Uridine phosphorylase from Trypanosoma cruzi: Kinetic and chemical mechanisms

Rafael G. Silva, Vern L. Schramm

Research output: Contribution to journalArticle

9 Scopus citations

Abstract

The reversible phosphorolysis of uridine to generate uracil and ribose 1-phosphate is catalyzed by uridine phosphorylase and is involved in the pyrimidine salvage pathway. We define the reaction mechanism of uridine phosphorylase from Trypanosoma cruzi by steady-state and pre-steady-state kinetics, pH-rate profiles, kinetic isotope effects from uridine, and solvent deuterium isotope effects.
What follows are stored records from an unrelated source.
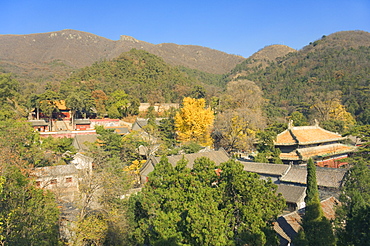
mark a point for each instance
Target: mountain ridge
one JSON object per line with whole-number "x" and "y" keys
{"x": 79, "y": 49}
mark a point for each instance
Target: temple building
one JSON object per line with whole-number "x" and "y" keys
{"x": 300, "y": 143}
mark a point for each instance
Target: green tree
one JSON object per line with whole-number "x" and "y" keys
{"x": 355, "y": 209}
{"x": 201, "y": 206}
{"x": 317, "y": 229}
{"x": 101, "y": 220}
{"x": 298, "y": 119}
{"x": 194, "y": 122}
{"x": 266, "y": 148}
{"x": 28, "y": 216}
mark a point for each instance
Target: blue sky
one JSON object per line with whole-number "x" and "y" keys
{"x": 233, "y": 26}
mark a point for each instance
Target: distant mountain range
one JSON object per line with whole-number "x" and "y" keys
{"x": 78, "y": 49}
{"x": 337, "y": 62}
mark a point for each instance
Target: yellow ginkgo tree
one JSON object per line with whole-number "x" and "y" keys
{"x": 194, "y": 122}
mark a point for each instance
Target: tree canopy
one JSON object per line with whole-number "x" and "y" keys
{"x": 194, "y": 121}
{"x": 205, "y": 205}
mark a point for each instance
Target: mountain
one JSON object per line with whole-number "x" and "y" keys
{"x": 261, "y": 59}
{"x": 76, "y": 49}
{"x": 337, "y": 62}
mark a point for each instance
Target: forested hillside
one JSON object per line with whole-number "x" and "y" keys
{"x": 141, "y": 75}
{"x": 336, "y": 66}
{"x": 36, "y": 59}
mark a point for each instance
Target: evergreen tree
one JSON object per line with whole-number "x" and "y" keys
{"x": 317, "y": 229}
{"x": 204, "y": 205}
{"x": 355, "y": 209}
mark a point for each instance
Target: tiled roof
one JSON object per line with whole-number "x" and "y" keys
{"x": 306, "y": 135}
{"x": 285, "y": 138}
{"x": 265, "y": 168}
{"x": 38, "y": 122}
{"x": 290, "y": 156}
{"x": 287, "y": 226}
{"x": 324, "y": 150}
{"x": 61, "y": 104}
{"x": 82, "y": 121}
{"x": 291, "y": 193}
{"x": 121, "y": 130}
{"x": 326, "y": 177}
{"x": 54, "y": 171}
{"x": 80, "y": 140}
{"x": 317, "y": 151}
{"x": 218, "y": 157}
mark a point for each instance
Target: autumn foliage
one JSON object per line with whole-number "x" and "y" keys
{"x": 194, "y": 122}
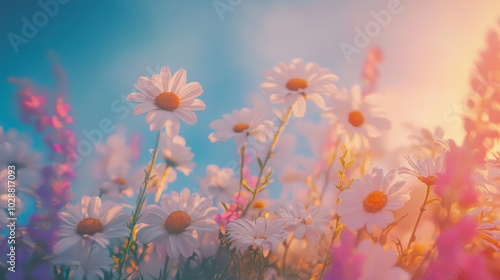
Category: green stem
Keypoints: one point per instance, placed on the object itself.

Initial rate and product inhibition patterns suggest a steady-state random kinetic mechanism. Pre-steady-state kinetics indicated no rate-limiting step after formation of the enzyme-products ternary complex, as no burst in product formation is observed. The limiting single-turnover rate constant equals the steady-state turnover number; thus, chemistry is partially or fully rate limiting. Kinetic isotope effects with [1′- 3H]-, [1′- 14C]-, and [5′- 14C,1,3- 15N 2]uridine gave experimental values of α-T(V/K) uridine = 1.063, 14(V/K) uridine = 1.069, and 15,β-15(V/K) uridine = 1.018, in agreement with an A ND N (S N2) mechanism where chemistry contributes significantly to the overall rate-limiting step of the reaction. Density functional theory modeling of the reaction in gas phase supports an A ND N mechanism. Solvent deuterium kinetic isotope effects were unity, indicating that no kinetically significant proton transfer step is involved at the transition state. In this N-ribosyl transferase, proton transfer to neutralize the leaving group is not part of transition state formation, consistent with an enzyme-stabilized anionic uracil as the leaving group. Kinetic analysis as a function of pH indicates one protonated group essential for catalysis and for substrate binding.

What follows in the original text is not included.